Allah insanın serkeş ve asi nefsini dizginliyerek onu her anlamda bir kural ve çerçeve içerisine sokarak günah ve hatadan alıkoyar, insani karakterini korur.
İnsanları kötü işler yapmaktan alıkoyan bir unsur olarak namazın şaytana karşı düşman olma özelliği vardır. Peygamber Efendimiz’e (sav) falanca kişinin hem namaz kıldığını hem de hırsızlık yaptığını söylediklerinde Peygamberimiz (sav) şöyle buyurmuştur: Bu namaz ona iyi bir rızk verecek ve günah işlemesine engel olacaktır. Bu yüzden Ankebût suresi 45. ayetinde şöyle zikredilmiştir: “Kitaptan sana vahyedilenleri oku, namazı özenle kıl. Kuşkusuz namaz hayâsızlıktan ve kötülükten meneder. Allah’ı anmak her şeyden önemlidir. Allah yaptıklarınızı bilir.”

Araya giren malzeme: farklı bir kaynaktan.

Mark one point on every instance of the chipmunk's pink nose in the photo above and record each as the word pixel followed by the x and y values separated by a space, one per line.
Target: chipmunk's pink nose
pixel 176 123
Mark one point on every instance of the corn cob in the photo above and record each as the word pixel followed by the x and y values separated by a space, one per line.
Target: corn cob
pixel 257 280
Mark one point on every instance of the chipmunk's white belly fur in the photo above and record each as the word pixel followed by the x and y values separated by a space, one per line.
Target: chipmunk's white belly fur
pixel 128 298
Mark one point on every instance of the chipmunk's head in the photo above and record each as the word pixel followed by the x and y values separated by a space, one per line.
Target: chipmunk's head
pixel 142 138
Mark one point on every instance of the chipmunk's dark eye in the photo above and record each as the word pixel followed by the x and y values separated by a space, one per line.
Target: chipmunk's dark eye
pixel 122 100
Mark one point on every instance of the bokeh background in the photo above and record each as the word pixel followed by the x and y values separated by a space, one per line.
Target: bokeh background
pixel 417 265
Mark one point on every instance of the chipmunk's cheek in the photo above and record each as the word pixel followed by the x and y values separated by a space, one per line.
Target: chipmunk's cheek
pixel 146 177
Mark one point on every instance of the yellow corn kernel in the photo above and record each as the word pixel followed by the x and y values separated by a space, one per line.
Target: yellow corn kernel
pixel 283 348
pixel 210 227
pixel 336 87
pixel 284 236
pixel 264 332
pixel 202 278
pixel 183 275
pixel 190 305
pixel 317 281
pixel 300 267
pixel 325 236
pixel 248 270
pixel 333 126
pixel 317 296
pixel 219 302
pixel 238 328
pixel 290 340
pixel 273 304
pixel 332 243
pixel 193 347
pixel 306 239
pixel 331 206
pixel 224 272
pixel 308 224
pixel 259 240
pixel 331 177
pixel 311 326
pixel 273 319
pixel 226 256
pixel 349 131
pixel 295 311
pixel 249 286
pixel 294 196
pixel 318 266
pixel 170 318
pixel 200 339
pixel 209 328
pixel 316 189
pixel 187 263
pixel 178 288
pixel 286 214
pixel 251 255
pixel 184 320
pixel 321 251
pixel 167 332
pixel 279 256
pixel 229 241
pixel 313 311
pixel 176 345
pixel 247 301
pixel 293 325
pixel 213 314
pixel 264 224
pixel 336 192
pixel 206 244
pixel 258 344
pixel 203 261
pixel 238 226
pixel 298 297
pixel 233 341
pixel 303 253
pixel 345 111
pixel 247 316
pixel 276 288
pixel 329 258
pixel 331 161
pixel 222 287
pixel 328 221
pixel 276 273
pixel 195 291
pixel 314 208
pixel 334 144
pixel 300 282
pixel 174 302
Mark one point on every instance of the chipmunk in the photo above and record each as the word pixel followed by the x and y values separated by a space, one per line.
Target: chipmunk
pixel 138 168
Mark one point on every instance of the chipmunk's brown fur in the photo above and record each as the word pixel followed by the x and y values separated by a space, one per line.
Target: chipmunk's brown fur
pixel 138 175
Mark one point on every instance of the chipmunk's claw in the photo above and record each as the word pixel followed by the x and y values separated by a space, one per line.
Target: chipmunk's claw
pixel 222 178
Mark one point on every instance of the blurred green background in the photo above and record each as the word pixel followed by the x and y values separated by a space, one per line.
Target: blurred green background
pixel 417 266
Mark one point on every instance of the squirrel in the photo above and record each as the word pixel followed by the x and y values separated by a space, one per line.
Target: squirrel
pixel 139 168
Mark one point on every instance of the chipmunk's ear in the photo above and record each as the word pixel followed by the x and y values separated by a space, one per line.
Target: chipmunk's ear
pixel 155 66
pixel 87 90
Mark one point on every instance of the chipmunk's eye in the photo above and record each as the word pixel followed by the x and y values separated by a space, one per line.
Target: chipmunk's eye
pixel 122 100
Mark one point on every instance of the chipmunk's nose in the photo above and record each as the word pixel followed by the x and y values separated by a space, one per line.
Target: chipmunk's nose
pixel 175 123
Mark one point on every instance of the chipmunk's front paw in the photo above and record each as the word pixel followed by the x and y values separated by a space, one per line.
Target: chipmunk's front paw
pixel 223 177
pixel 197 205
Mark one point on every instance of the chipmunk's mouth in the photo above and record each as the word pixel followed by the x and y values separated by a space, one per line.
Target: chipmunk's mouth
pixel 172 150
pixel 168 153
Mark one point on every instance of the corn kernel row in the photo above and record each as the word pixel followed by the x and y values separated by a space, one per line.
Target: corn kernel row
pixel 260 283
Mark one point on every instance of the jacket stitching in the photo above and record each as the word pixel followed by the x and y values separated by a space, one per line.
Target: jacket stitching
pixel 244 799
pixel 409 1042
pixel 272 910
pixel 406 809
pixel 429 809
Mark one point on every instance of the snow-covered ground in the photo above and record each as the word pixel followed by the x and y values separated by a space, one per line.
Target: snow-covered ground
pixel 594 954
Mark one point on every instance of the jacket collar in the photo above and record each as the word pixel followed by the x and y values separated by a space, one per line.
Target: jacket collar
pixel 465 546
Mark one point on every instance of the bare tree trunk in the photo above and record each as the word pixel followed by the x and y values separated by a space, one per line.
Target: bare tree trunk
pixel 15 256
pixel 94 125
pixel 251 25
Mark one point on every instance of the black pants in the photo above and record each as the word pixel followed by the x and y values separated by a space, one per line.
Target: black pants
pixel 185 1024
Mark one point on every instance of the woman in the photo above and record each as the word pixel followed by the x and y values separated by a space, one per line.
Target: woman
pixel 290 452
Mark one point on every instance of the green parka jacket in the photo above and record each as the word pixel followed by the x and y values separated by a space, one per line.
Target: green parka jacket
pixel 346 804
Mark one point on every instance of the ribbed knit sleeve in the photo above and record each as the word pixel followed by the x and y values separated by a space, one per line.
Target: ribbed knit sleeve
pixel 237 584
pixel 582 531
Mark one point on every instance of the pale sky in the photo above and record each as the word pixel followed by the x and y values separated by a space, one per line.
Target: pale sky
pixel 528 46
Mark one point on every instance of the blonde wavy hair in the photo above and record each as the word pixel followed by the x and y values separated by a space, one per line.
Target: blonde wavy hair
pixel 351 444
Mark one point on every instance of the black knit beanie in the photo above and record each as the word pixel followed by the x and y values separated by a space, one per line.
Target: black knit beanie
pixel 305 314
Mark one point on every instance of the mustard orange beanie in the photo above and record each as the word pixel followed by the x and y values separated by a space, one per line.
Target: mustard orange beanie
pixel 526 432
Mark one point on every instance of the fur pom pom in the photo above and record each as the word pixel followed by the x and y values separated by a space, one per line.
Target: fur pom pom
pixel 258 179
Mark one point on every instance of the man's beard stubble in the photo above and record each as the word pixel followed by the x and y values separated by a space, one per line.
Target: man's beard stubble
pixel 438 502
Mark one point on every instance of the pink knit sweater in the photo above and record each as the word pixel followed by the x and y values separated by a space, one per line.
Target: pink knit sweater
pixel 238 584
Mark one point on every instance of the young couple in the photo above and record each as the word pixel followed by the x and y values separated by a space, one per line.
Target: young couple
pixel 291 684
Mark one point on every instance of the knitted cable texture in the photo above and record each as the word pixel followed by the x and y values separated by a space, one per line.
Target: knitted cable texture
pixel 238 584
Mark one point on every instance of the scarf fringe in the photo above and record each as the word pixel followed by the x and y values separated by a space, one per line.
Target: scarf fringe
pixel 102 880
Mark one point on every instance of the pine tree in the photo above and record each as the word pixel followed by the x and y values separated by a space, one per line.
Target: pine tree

Asıl olan namazları kılarken onun hakikatının küçük bir yüzdesinin farkına varılmasıdır. İşte ozaman insan Cenab-ı Hakka daha çok yaklaşacak ve kötülüklerden uzak duracaktır.
Eğer insan canı gönülden Kur’an ve İlahi ayetlere iman ettiği takdirde kendisini hiçbir zaman yalnız hissetmeyecek Yaradan’ın her zaman onu koruyup gözlediğini ve denetlediğini bilecektir. Bunun faydası ise kendisine yabancılaşmayacak ve yalnız hisstemeyecektir.
Bu sayede insan görünüşte dahi olsa, hiç kimsesi olmasa bile, herkese sahip olduğunu ve bütün güzelliklerin ve kemallerin sahibinin kendisiyle birlikte olduğunu bilme kabiliyetine kavuşacaktır. Diğer yandan insana gelen bu iman hata yapmasına engel olacaktır.